Sunday, May 20, 2001

Rain eases drought fears; more on way




By Howard Wilkinson
The Cincinnati Enquirer

        A solid, soaking rain over southwest Ohio and northern Kentucky Friday and Saturday helped calm fears of a full-scale drought this summer.

        But many local residents are still looking skyward and hoping for more.

        “If I could make it happen, I'd have it rain like that every other day for the next couple of weeks, a quarter- or half-inch at a time,” said Joe Boggs, Hamilton County's horticulture extension agent.

        According to the National Weather Service, 1.24 inches of rain fell in the immediate Cincinnati area from Friday afternoon through midday Saturday, while similar amounts fell elsewhere in the Tristate.

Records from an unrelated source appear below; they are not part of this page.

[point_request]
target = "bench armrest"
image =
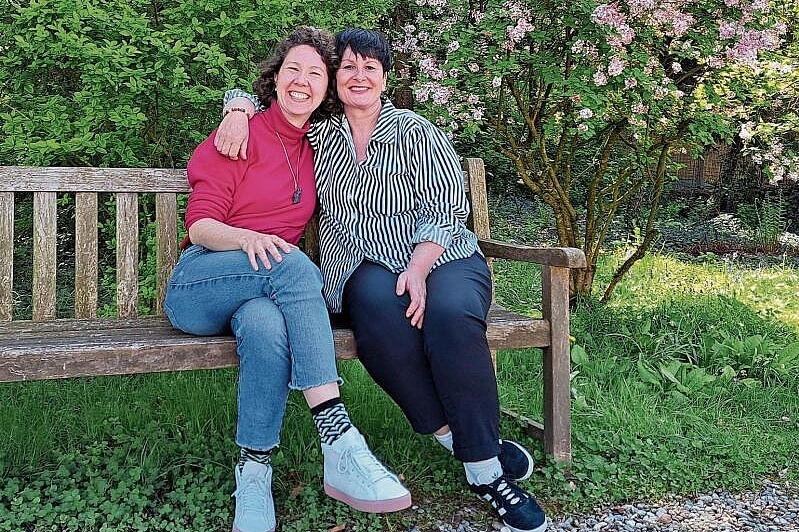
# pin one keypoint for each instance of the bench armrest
(550, 256)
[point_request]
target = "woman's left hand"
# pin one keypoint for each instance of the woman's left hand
(414, 282)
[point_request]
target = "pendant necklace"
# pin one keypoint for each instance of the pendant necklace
(297, 196)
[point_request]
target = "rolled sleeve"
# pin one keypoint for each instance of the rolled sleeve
(442, 207)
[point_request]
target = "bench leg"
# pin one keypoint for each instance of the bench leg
(557, 368)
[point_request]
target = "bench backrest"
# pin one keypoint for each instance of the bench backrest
(88, 185)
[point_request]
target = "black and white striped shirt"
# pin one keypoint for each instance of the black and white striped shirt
(409, 189)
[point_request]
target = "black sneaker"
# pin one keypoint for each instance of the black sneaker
(517, 463)
(518, 510)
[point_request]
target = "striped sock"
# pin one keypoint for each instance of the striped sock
(249, 455)
(445, 440)
(331, 420)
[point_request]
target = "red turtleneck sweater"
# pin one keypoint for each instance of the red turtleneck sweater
(257, 193)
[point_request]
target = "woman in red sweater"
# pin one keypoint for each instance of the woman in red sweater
(242, 272)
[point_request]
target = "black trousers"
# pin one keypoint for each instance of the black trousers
(439, 375)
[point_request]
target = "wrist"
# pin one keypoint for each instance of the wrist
(229, 110)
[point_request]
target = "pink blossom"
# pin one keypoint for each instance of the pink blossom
(616, 66)
(600, 78)
(608, 15)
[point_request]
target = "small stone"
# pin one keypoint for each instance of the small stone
(665, 519)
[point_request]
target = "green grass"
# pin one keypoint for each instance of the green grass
(688, 380)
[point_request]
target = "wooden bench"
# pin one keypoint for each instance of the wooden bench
(83, 344)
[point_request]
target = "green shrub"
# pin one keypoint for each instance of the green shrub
(136, 83)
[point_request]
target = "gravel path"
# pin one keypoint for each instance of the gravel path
(775, 508)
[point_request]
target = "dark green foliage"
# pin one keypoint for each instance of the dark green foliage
(136, 83)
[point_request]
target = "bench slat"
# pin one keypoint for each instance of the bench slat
(74, 179)
(6, 255)
(86, 248)
(78, 348)
(166, 216)
(127, 254)
(44, 255)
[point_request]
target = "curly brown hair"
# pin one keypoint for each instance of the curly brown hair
(321, 41)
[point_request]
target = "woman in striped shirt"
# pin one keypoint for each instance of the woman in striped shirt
(399, 262)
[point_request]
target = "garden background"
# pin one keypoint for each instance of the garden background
(592, 119)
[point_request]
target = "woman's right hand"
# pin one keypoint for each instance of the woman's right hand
(261, 246)
(232, 135)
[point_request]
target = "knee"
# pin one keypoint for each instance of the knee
(302, 267)
(259, 320)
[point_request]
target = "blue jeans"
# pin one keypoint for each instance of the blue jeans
(280, 322)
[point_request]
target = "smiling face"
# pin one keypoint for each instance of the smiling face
(301, 84)
(360, 81)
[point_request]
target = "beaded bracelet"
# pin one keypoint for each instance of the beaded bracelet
(238, 109)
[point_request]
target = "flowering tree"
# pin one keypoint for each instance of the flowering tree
(769, 128)
(587, 100)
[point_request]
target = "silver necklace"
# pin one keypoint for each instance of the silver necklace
(297, 196)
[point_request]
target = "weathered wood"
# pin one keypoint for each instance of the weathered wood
(166, 216)
(44, 255)
(67, 179)
(564, 257)
(86, 248)
(557, 363)
(49, 348)
(127, 254)
(6, 255)
(475, 177)
(68, 348)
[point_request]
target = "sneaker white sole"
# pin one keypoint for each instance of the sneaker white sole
(237, 529)
(372, 507)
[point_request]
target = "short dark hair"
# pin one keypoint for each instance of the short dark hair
(321, 41)
(366, 43)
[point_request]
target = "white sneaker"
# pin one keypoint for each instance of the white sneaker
(354, 475)
(255, 508)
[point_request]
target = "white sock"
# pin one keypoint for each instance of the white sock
(484, 471)
(445, 440)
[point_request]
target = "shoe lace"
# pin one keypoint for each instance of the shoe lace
(365, 463)
(251, 493)
(509, 494)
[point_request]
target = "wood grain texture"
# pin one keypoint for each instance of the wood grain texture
(44, 255)
(6, 255)
(66, 348)
(67, 179)
(166, 216)
(86, 247)
(49, 348)
(127, 254)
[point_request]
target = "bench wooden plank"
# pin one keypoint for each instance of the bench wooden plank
(6, 255)
(79, 179)
(44, 255)
(127, 254)
(86, 346)
(79, 348)
(166, 217)
(86, 248)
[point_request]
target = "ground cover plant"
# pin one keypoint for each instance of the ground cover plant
(687, 381)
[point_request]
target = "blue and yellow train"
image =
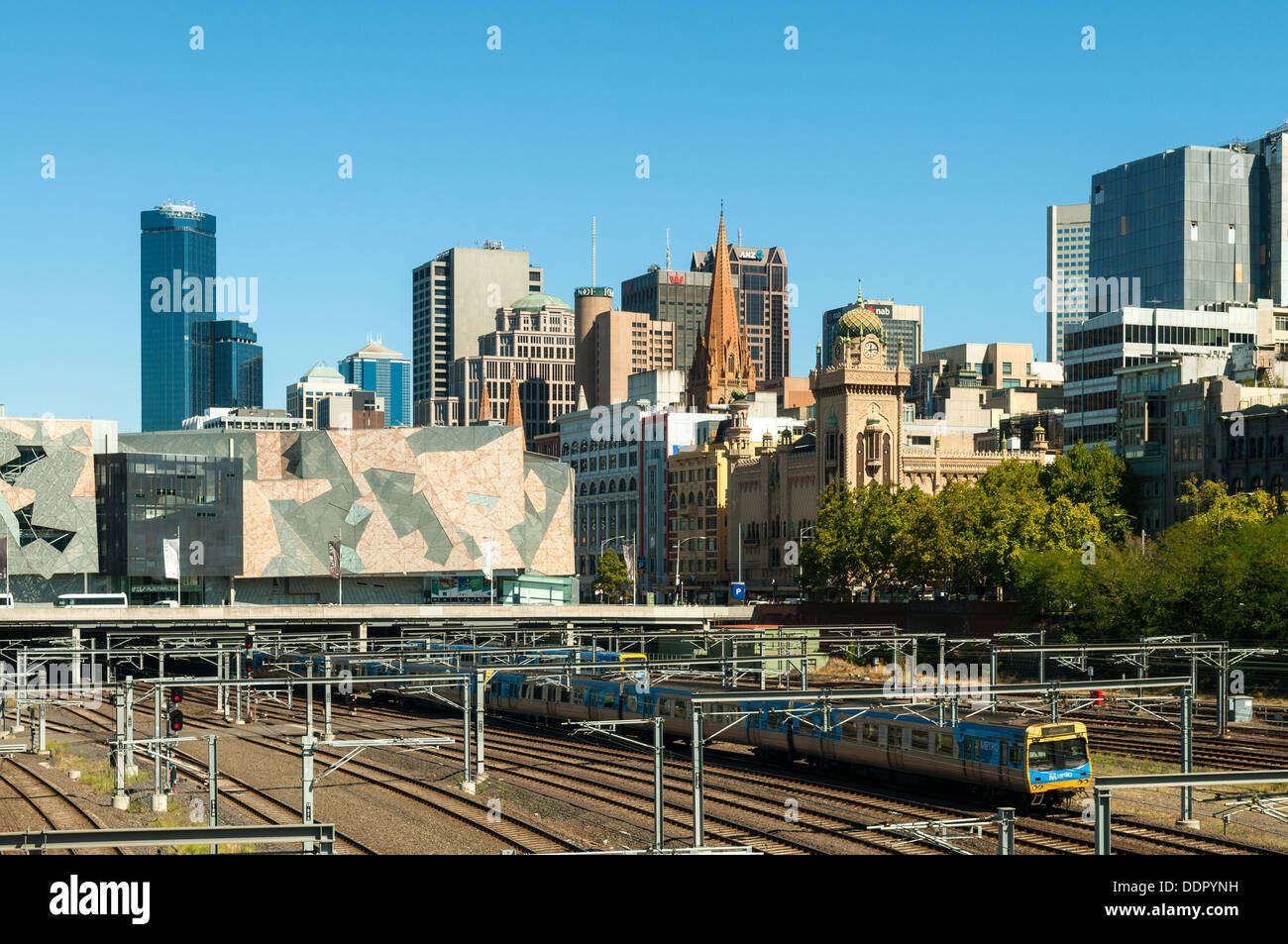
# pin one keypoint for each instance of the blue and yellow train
(1043, 760)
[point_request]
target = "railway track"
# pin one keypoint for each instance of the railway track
(51, 805)
(527, 837)
(837, 811)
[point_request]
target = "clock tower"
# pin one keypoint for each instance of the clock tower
(859, 432)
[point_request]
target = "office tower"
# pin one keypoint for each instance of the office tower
(760, 288)
(320, 382)
(455, 299)
(535, 342)
(232, 362)
(176, 244)
(384, 372)
(1189, 227)
(613, 346)
(1131, 336)
(1068, 262)
(677, 296)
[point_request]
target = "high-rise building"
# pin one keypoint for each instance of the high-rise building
(236, 364)
(176, 244)
(760, 287)
(997, 366)
(535, 340)
(1068, 261)
(1190, 227)
(320, 382)
(614, 346)
(454, 300)
(384, 372)
(902, 323)
(721, 361)
(1131, 336)
(677, 296)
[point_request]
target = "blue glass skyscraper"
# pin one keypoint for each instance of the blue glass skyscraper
(176, 244)
(386, 373)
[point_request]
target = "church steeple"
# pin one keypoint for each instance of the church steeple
(721, 361)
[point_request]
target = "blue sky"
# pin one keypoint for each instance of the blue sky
(825, 150)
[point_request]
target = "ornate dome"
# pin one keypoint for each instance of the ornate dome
(858, 322)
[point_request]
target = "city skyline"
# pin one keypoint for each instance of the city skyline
(861, 197)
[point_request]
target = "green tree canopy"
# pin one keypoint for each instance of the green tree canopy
(612, 581)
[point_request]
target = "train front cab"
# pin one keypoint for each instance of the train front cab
(1056, 760)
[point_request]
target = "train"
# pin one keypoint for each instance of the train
(1046, 762)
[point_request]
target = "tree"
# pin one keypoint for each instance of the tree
(610, 577)
(1098, 479)
(1211, 507)
(827, 572)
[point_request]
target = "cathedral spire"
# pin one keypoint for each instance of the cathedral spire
(721, 361)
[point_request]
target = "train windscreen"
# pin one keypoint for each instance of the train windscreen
(1057, 755)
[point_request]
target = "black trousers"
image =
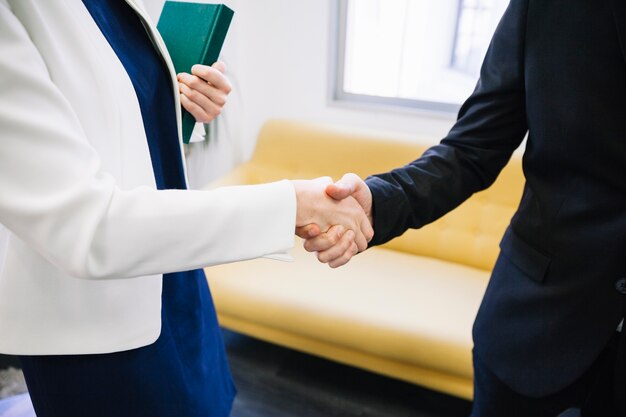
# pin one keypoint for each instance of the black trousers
(600, 392)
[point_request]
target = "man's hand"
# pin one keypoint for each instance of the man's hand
(332, 246)
(317, 212)
(203, 93)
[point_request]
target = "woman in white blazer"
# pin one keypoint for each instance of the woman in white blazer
(89, 225)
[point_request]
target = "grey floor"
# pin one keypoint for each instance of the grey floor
(276, 382)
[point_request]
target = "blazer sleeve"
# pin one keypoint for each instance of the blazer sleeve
(490, 126)
(55, 196)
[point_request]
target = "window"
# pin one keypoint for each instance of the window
(417, 53)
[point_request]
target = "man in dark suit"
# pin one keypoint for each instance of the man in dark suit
(545, 335)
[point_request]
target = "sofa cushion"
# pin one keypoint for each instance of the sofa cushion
(387, 304)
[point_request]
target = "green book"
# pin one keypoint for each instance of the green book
(194, 34)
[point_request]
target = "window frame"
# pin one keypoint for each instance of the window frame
(339, 21)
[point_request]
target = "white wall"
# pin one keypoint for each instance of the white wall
(278, 54)
(285, 48)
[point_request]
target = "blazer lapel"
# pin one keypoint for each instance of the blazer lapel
(619, 16)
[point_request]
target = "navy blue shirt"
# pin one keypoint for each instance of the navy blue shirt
(185, 372)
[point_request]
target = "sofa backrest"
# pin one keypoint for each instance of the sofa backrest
(468, 235)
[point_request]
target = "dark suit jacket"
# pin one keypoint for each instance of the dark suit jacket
(554, 69)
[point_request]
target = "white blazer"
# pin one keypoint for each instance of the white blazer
(86, 235)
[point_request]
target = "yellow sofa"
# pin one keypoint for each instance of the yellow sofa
(404, 309)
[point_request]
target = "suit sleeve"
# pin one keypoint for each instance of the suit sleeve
(490, 126)
(55, 196)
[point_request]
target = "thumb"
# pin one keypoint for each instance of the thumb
(220, 66)
(343, 188)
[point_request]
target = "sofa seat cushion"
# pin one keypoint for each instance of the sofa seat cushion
(386, 304)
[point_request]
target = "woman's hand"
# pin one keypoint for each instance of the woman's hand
(203, 93)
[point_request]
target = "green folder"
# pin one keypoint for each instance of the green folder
(194, 34)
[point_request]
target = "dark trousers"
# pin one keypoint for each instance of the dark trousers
(600, 392)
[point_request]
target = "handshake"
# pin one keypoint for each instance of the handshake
(334, 219)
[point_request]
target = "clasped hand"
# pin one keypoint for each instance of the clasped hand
(203, 93)
(335, 219)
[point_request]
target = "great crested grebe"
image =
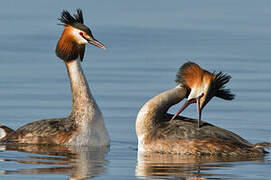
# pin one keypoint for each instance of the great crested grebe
(158, 132)
(202, 86)
(85, 124)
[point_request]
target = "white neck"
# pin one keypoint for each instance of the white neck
(85, 111)
(82, 99)
(154, 110)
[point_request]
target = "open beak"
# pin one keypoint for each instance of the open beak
(186, 104)
(96, 43)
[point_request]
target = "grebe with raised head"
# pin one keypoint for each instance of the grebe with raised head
(158, 132)
(85, 125)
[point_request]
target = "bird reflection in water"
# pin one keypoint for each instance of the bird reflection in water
(75, 162)
(152, 165)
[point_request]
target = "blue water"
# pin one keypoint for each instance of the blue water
(148, 41)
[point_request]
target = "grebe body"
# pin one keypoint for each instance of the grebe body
(85, 125)
(158, 131)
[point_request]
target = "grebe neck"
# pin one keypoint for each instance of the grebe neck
(152, 113)
(83, 101)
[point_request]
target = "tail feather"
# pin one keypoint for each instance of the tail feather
(4, 132)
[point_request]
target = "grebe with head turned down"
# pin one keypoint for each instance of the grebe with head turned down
(85, 124)
(157, 131)
(202, 86)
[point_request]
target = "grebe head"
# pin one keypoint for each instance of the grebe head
(74, 37)
(202, 85)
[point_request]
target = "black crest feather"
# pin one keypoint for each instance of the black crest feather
(67, 19)
(219, 84)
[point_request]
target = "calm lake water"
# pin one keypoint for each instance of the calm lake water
(148, 41)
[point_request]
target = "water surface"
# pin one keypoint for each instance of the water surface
(148, 41)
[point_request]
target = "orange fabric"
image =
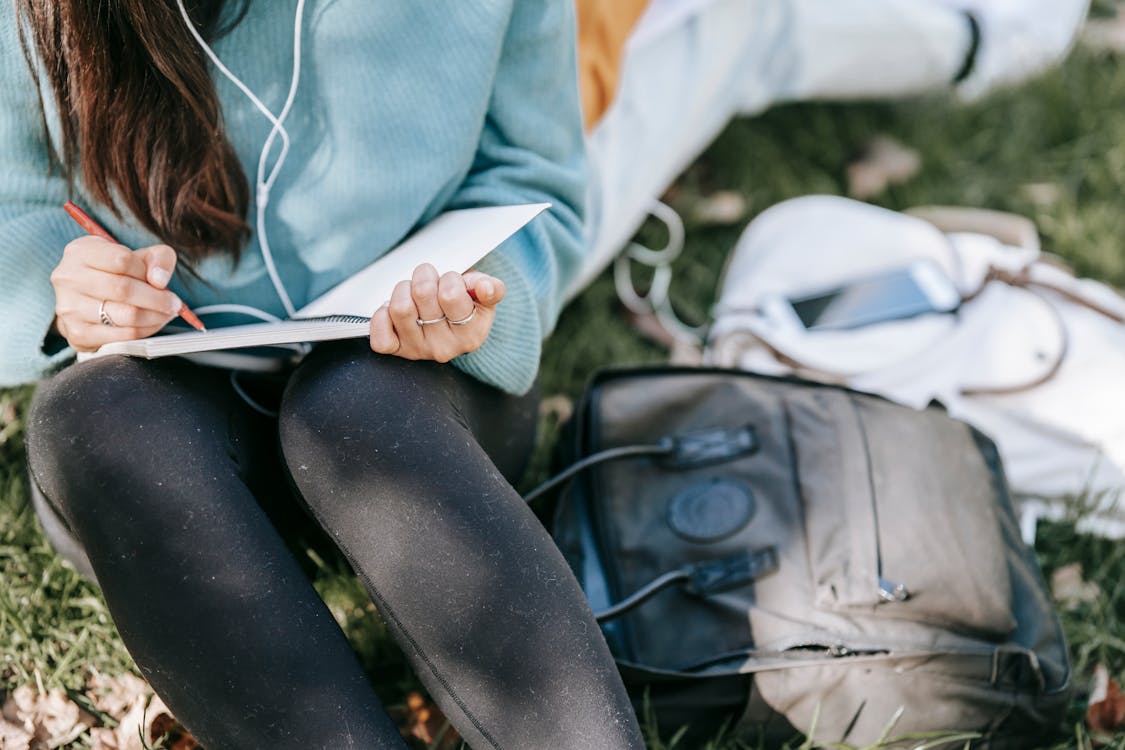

        The soaking was far greater in central and south-central Ohio over that period, with 3 inches of rain in Ross County and nearly 7 inches pouring down in Scioto County along the Ohio River.

        The rain prompted flash flood watches from the NWS for many Ohio counties, but the watches were dropped Saturday.

        The good news was that the rain Friday and Saturday made a significant dent in the rain shortfall that southern Ohio and northern Kentucky have been experiencing this spring — a shortfall that many fear could lead to a drought disaster this summer.

        In an average year, Cincinnati would have had nearly 16 inches of rain by this time. Even with the recent soaking, Greater Cincinnati remains 6.39 inches below average.

        However, NWS meteorologist Mike Ryan said the area is making progress; a week ago Cincinnati was more than 8 inches behind the normal rainfall total for the year.

        Mr. Ryan said the forecast for southwest Ohio this week calls for scattered showers and thunderstorms beginning Monday and continuing through most of the week.

        Mr. Boggs — an expert in trees, shrubs and turf — said he had been getting “very concerned” about the lack of rainfall.

        “It's particularly hard on trees in urban areas, because their root systems are often limited by sidewalks and streets,” Mr. Boggs said. “It takes a very deep, deep soaking to get to them. And the more we get, the better.”